Smokers have been taxed to the hilt, far in excess of what it allegedly costs the state to treat smoking-related diseases.
In some countries the product has been hidden behind shutters and sliding doors while packs and pouches are emblazoned with gory health warnings designed to shock and repulse.
Simultaneously the public has been encouraged to regard smoking as a dirty or disgusting habit (“If you smoke, you stink” according to one publicly-funded campaign).
Does that sound like a freedom “the West holds dear”?

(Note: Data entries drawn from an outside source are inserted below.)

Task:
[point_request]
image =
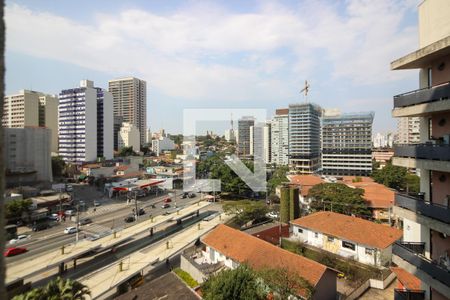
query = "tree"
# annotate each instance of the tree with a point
(339, 198)
(59, 288)
(58, 165)
(240, 283)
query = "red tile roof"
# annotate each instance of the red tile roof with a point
(408, 280)
(244, 248)
(350, 228)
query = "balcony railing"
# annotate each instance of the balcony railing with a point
(419, 261)
(400, 294)
(425, 95)
(424, 151)
(425, 208)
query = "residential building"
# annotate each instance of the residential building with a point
(280, 137)
(129, 137)
(243, 138)
(130, 102)
(85, 123)
(425, 218)
(304, 138)
(118, 120)
(225, 247)
(347, 144)
(350, 237)
(408, 130)
(31, 108)
(27, 155)
(260, 145)
(162, 144)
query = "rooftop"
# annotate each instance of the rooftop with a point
(260, 254)
(350, 228)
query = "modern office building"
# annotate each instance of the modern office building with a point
(280, 137)
(85, 123)
(129, 137)
(347, 144)
(304, 138)
(408, 130)
(243, 137)
(260, 145)
(130, 102)
(27, 154)
(425, 218)
(32, 108)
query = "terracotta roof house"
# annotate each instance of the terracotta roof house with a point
(231, 247)
(347, 236)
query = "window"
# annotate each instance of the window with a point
(348, 245)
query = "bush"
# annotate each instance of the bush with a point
(186, 277)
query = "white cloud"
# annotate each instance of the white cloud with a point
(187, 53)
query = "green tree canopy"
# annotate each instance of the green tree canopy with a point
(240, 283)
(340, 197)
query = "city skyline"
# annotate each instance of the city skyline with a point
(345, 58)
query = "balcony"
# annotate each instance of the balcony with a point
(427, 151)
(425, 208)
(429, 267)
(426, 95)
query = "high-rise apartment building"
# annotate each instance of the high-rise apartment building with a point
(304, 138)
(347, 144)
(425, 218)
(130, 102)
(408, 130)
(129, 137)
(31, 108)
(280, 137)
(85, 123)
(243, 137)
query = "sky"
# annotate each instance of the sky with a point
(218, 54)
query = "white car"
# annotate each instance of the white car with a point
(70, 230)
(20, 238)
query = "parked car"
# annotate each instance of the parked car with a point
(85, 221)
(20, 239)
(70, 230)
(14, 251)
(129, 219)
(40, 226)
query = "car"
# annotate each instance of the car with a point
(130, 219)
(70, 230)
(14, 251)
(85, 221)
(20, 239)
(40, 226)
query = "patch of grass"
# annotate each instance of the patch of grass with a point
(186, 277)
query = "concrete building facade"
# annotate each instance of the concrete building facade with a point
(130, 102)
(129, 137)
(85, 123)
(27, 151)
(347, 144)
(304, 138)
(425, 218)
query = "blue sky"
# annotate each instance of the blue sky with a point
(218, 54)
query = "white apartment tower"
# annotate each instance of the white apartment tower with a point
(31, 108)
(280, 137)
(130, 102)
(85, 123)
(425, 217)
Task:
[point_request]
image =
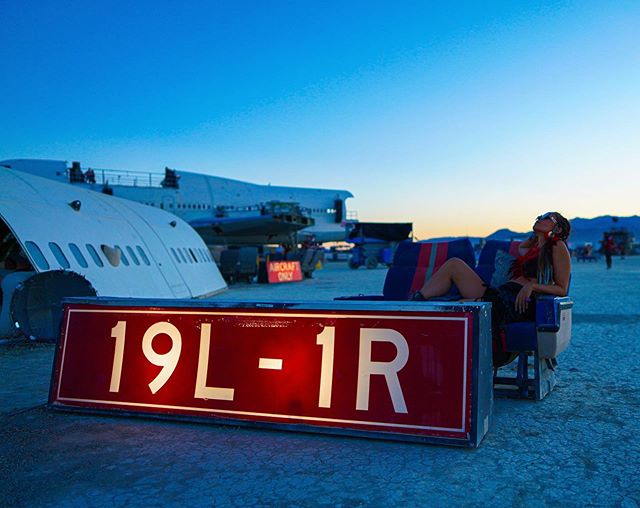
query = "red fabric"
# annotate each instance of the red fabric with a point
(421, 268)
(441, 255)
(513, 249)
(517, 269)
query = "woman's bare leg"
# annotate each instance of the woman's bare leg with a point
(454, 271)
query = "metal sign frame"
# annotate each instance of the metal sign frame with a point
(86, 358)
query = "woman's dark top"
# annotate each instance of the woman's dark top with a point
(526, 265)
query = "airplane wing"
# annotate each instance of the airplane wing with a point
(255, 229)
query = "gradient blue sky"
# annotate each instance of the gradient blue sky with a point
(459, 116)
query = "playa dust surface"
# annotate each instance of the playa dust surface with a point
(580, 446)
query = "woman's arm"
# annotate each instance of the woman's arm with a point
(561, 275)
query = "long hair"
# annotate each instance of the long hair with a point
(560, 233)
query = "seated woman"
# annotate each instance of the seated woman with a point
(543, 267)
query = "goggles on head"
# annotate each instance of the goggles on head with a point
(548, 215)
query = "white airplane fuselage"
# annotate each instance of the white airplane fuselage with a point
(203, 199)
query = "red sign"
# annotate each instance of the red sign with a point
(284, 271)
(404, 373)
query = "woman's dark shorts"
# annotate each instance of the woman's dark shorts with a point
(503, 311)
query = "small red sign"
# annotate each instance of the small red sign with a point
(284, 271)
(403, 373)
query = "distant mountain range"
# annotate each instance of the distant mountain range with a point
(582, 230)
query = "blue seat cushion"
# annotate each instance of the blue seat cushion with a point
(415, 262)
(486, 263)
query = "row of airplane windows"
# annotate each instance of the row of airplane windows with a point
(195, 255)
(114, 260)
(197, 206)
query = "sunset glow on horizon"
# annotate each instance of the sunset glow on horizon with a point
(461, 118)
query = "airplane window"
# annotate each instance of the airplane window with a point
(132, 255)
(94, 254)
(122, 256)
(57, 252)
(78, 255)
(143, 255)
(37, 255)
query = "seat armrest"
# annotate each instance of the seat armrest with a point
(360, 297)
(549, 312)
(553, 323)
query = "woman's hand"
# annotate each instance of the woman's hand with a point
(524, 297)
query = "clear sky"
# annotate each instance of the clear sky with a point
(461, 117)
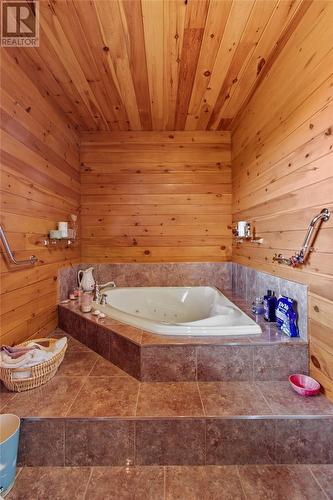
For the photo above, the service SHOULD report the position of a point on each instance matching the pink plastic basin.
(304, 385)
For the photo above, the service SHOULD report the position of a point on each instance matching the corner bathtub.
(191, 311)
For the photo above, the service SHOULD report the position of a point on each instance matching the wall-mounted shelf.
(55, 242)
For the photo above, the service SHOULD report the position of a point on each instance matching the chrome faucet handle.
(97, 292)
(109, 283)
(104, 299)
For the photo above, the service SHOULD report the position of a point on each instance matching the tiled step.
(93, 414)
(150, 357)
(251, 482)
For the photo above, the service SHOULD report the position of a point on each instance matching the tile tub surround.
(109, 418)
(245, 282)
(249, 283)
(137, 274)
(251, 482)
(151, 357)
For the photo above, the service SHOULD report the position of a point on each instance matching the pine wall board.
(282, 164)
(156, 196)
(40, 185)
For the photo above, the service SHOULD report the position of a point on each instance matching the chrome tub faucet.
(101, 298)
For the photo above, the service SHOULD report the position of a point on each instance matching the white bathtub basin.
(190, 311)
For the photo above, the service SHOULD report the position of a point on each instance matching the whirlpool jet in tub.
(191, 311)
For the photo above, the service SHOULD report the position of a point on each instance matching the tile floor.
(252, 482)
(87, 385)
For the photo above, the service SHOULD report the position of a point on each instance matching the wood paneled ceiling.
(154, 64)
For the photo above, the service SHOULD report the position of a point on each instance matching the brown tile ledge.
(92, 413)
(150, 357)
(251, 482)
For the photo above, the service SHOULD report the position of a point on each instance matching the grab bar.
(300, 257)
(33, 259)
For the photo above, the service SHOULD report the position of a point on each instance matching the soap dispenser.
(270, 302)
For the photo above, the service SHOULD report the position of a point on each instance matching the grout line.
(88, 482)
(134, 436)
(240, 481)
(164, 481)
(317, 481)
(134, 444)
(266, 401)
(93, 366)
(202, 405)
(85, 379)
(137, 400)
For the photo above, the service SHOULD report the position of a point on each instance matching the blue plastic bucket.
(9, 437)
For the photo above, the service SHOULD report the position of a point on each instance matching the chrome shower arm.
(33, 259)
(300, 257)
(324, 215)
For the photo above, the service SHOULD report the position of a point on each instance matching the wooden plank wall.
(282, 150)
(156, 196)
(40, 184)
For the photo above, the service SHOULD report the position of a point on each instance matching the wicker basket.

Well, exactly. This is one freedom that the West doesn’t hold dear. And it really means that the West no longer really holds any freedom dear. For once one freedom has gone, the rest will soon follow.
And if “inclusiveness” is another value that “the West holds dear”, the treatment of smokers goes to show how empty that claim also is.
All empty words.
For me defending smoking (and smokers) is the litmus test of a genuinely liberal mind. It scores points on so many levels I hardly know where to start.
The most important perhaps is that genuine liberals are prepared to defend activities they themselves don’t engage in and may even disapprove of.
Defending smoking means challenging the current orthodoxy that the world would be a better place without it.
It’s the only litmus test I use these days. The first thing I want to know about anyone is whether they’re antismoking or not. And if they are antismoking, I know everything I need to know about them.
So I’ll ask this. Who do you identify with – the women in Manjib, Syria, celebrating the freedom to smoke, or public health campaigners who want to deny you that freedom in the name of … what, exactly?
I don’t doubt that some people are addicted to smoking and want to quit. I’m equally convinced however that as an expression of individual freedom smoking is hard to beat.
I also think the world would be a poorer, less diverse place without smoking but, hey, I’m just a tobacco industry stooge with no mind of my own.
I also think that the world would be (is?) a poorer place without smoking, in much the same way it would be a poorer place without the scent of perfume, the rich aroma of coffee, the smell of newly baked bread, and twenty thousand other aromas that, at the drop of a hat, someone somewhere will declare to be a “stink”.